Саманта застыла при упоминании этого нового имени, догадываясь о том, что оно могло означать. Андреас подтвердил догадку, предъявив ей фото, на котором были женщина и двое маленьких детей, один из них совсем младенец. От фотографии веяло семейной идиллией. Саманта долго смотрела на нее и на лицо Андреаса, которое светилось гордостью и любовью. Она вдруг попыталась представить себе лицо ее собственного отца, когда он увидел ее в самый первый раз.

— Покоя не будет, пока жива система, да, — вдруг холодно засмеялась она. Ее смех прозвучал резко и неестественно, и было видно, что это задело Андреаса. Она удовлетворенно усмехнулась. Впервые Андреасу было перед ней неловко, и ей нравилось, что именно она стала тому причиной.

— Все эти маленькие ручки… — продолжила она, опьяненная ощущением своей власти над этим таким знакомым человеком.

Андреас быстро спрятал фотографию своей культей и жалобно запричитал:

— Я ведь здесь, с тобой, разве нет? Разве я наслаждаюсь спокойной жизнью? Нет. Стурджес здесь, и я здесь, Саманта. Часть меня всегда оставалась здесь, всегда рядом с ним. Понимаешь, я просто не могу унять свою боль.

Хочешь тоже?

Добираюсь до своей старушки, и первая, кого я встречаю, — Сучка.

— А эта что здесь делает? — спрашиваю я.

— Не говори так, Дэйвид! Она же мать твоего мальчика, Христа ради, — говорит мне матушка.

— Что стряслось? Где Гэл?

— Его отвезли в больницу, — говорит мне Сучка, с сигаретой между пальцев, выдувая клубы поганого дыма через ноздри. — Менингит. Но с ним все будет в порядке, Дэйв, ведь доктор же обещал, правда, мама?

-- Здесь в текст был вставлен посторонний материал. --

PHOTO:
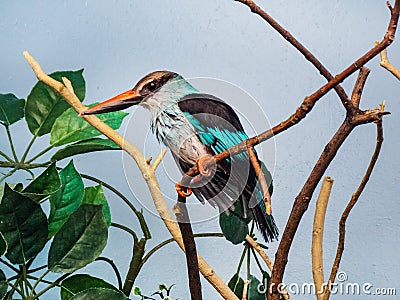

Ебаная сучка, мою мать мамой называет, будто она здесь дома.

— Ну и напугались же мы, правда, но с ним сейчас все в порядке.

— Ага, мы так волновались, — говорит Сучка. Смотрю на эту мерзкую коровью харю.

— Где он сейчас?

— Восьмая палата Лондонской…

— Если с ним что-нибудь случится, тебе конец! — обрываю ее, рывком бросаюсь к ее сумочке на столе и вытряхиваю из нее ее смолилки. — Вот это! Эта хуйня у него целый день в легких! — Сминаю пачку в бесформенный комок. — Еще раз застану курящей при ребенке — с тобой то же самое будет! Чего сюда приперлась! Нечего тебе тут делать! У нас с тобой ничего общего больше нету, ясно?

Выбегаю за дверь, мать кричит мне что-то вслед, но мне уже по фиг. Еду в больницу, сердце колотит, как сумасшедшее. Сучка ебаная, заразила его своими смолилками, как раз когда у меня момент такой важный. Захожу в палату, малыш спит. Просто ангел. Мне говорят, что с ним все будет в порядке. Пора уходить. У меня свидание сегодня вечером.

Я уже здорово взвинчен, когда добираюсь до места. Я следил за ними, я видел, как они входят и выходят, но сейчас мне надо зайти туда самому, в первый раз.